The diocese is divided into 11 parishes, with 65 missions.

| Parish | Location | Municipality |
|---|---|---|
| São Francisco de Assis | Atabae | Bobonaro |
| Santo António [de] | Balibo | Bobonaro |
| Nossa Senhora da Imaculada Conceição [de] | Bobonaro | Bobonaro |
| Nossa Senhora de Fátima | Lolotoe | Bobonaro |
| Santa Cruz [de] | Maliana | Bobonaro |
| Sacred Heart of Jesus (cathedral) | Maliana | Bobonaro |
| Imaculado Coração de Maria | Fohorem | Cova Lima |
| Santo António Maria Claret | Salele | Cova Lima |
| Ave Maria | Suai | Cova Lima |
| Nossa Senhora do Carmo | Zumalai | Cova Lima |
| São João de Brito [de] | Liquiçá | Liquiçá |

== Bishops ==

1. Norberto do Amaral (30 January 2010 – present)

== Education ==
Fundação Sagrado Coração de Jesus (Sacred Heart of Jesus Foundation) oversees all of the Diocese of Maliana's schools. The diocese operates seven preschools with 291 total students, 19 primary schools and eight junior high schools with 6,122 total students, and five senior high schools with a total enrollment of 1,148. The diocese also runs an orphanage. Secondary schools administered by the diocese include Ave Maria in Suai, Infante de Sagres College in Maliana, and São João de Brito in Liquiçá. Other Catholic schools located in the diocese include Cristal Private Secondary School in Maliana, Divine Word College in Palaca, and St. Ignatius of Loyola College in Kasait, founded by the Society of Jesus in 2013. The diocese is also home to Don Bosco Technical School near Maliana, established in 2013 by the Salesians with funding from the Timorese and Spanish governments, which provides vocational training to 100+ boarding students. The diocese contains one Catholic higher education institution, St. John de Britto Institute, a Jesuit teachers' college in Kasait.

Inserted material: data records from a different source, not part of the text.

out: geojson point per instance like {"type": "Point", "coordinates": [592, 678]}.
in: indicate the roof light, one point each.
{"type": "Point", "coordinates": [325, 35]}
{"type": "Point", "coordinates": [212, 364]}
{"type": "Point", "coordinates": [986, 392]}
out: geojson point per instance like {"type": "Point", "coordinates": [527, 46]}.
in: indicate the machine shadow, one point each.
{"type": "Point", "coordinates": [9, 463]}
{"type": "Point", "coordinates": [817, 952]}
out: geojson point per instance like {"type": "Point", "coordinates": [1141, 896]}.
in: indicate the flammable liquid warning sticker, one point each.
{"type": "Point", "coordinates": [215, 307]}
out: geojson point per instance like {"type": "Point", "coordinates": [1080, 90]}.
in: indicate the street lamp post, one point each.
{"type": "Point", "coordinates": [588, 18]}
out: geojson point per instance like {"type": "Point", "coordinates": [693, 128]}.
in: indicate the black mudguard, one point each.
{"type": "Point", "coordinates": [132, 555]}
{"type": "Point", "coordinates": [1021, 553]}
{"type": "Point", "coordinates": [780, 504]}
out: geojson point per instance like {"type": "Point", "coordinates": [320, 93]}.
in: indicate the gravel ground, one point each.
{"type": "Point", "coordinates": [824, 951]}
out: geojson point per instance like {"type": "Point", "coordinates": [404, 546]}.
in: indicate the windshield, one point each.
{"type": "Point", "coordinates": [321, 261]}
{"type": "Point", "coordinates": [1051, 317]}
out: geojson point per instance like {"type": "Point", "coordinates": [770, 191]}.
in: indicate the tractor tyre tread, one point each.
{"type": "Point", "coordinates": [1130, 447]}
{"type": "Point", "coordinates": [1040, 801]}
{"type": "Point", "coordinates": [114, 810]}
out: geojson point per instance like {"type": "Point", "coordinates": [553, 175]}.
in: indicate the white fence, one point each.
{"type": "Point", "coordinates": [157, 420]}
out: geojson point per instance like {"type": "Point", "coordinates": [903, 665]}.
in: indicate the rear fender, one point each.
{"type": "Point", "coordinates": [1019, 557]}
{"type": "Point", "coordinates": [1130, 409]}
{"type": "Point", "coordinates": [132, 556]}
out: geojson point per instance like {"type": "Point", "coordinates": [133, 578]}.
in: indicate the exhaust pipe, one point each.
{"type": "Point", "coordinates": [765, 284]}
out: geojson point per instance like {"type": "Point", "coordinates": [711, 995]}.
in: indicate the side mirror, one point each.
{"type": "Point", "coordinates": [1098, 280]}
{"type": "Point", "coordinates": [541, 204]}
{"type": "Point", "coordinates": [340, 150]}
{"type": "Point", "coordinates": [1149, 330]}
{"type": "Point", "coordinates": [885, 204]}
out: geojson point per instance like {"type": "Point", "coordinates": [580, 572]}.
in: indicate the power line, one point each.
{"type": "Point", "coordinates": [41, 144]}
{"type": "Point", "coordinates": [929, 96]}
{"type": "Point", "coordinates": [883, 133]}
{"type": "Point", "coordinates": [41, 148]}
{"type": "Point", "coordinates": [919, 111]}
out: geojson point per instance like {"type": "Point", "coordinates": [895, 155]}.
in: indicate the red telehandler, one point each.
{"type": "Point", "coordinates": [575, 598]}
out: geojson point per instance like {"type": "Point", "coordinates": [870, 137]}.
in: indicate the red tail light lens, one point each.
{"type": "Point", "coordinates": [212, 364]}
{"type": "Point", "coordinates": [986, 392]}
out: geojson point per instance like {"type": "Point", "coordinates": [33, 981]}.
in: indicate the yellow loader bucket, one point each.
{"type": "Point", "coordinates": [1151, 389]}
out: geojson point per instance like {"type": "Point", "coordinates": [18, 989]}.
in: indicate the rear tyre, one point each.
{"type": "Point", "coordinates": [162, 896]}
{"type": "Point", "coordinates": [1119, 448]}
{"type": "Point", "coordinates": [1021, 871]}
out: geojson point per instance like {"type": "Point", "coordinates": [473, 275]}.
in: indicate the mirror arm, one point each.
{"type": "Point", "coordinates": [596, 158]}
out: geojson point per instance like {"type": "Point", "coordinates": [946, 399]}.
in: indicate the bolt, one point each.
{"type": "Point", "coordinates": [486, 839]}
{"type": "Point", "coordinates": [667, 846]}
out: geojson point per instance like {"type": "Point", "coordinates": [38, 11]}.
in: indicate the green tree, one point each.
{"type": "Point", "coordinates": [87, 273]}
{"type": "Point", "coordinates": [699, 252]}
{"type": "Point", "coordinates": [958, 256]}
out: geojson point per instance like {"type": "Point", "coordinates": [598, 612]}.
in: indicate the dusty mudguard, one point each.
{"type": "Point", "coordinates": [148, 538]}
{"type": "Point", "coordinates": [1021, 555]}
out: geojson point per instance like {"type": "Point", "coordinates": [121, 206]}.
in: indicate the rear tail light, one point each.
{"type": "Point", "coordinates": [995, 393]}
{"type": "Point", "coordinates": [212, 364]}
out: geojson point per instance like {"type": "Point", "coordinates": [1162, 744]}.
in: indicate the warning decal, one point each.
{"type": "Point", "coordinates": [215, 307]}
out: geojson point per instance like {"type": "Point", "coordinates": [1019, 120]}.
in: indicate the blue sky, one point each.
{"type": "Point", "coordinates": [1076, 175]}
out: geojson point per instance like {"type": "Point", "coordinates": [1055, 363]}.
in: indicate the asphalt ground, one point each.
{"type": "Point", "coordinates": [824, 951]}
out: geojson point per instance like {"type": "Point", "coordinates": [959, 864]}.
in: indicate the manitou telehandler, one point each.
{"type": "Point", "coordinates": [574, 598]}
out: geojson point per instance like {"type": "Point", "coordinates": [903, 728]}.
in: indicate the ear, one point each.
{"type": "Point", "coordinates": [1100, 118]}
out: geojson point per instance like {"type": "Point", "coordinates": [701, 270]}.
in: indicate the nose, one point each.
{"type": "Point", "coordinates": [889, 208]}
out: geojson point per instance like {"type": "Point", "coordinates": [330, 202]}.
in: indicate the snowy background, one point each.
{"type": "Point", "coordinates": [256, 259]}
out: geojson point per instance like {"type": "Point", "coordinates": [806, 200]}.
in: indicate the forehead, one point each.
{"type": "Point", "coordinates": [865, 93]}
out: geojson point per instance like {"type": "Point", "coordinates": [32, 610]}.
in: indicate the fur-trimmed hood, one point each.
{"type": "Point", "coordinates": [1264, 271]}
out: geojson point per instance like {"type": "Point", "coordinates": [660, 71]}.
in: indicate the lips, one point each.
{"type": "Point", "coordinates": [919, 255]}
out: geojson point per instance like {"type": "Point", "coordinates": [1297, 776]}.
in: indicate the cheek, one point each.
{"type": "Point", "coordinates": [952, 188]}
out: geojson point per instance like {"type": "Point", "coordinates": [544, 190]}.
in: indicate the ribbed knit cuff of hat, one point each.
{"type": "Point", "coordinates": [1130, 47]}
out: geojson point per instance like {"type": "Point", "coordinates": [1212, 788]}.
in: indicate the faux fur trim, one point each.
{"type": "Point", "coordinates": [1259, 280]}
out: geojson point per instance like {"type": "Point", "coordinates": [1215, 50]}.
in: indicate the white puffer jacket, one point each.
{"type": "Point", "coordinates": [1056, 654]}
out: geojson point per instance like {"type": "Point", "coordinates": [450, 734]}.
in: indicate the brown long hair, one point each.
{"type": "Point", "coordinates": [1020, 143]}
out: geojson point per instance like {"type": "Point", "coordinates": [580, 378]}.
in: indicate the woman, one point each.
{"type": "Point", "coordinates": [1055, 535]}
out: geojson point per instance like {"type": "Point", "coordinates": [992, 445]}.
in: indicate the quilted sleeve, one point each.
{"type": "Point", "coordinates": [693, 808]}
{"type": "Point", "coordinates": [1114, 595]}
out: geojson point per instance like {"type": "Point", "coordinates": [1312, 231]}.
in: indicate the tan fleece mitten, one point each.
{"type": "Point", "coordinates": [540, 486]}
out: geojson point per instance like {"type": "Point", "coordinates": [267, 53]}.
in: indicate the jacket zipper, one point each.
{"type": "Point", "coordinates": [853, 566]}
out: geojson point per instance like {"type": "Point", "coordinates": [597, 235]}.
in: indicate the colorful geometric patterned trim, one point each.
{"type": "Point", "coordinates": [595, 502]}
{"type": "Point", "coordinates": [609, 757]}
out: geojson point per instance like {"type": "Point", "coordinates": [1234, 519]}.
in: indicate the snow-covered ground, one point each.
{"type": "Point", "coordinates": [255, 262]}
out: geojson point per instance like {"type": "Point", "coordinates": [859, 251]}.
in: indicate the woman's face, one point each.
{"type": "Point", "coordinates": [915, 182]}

On 26 September 2017, the Diocese of Maliana established a minor seminary, St. Joseph Seminary, with an initial enrollment of 22 students located in a renovated diocesan school building. Previously, minor seminarians from the diocese attended Our Lady of Fatima Minor Seminary in Dili, which served the country's three dioceses and which had only 90 spots each year for more than 300 applicants. Major seminarians from the diocese attend the interdiocesan St. Peter and St. Paul Seminary in Dili.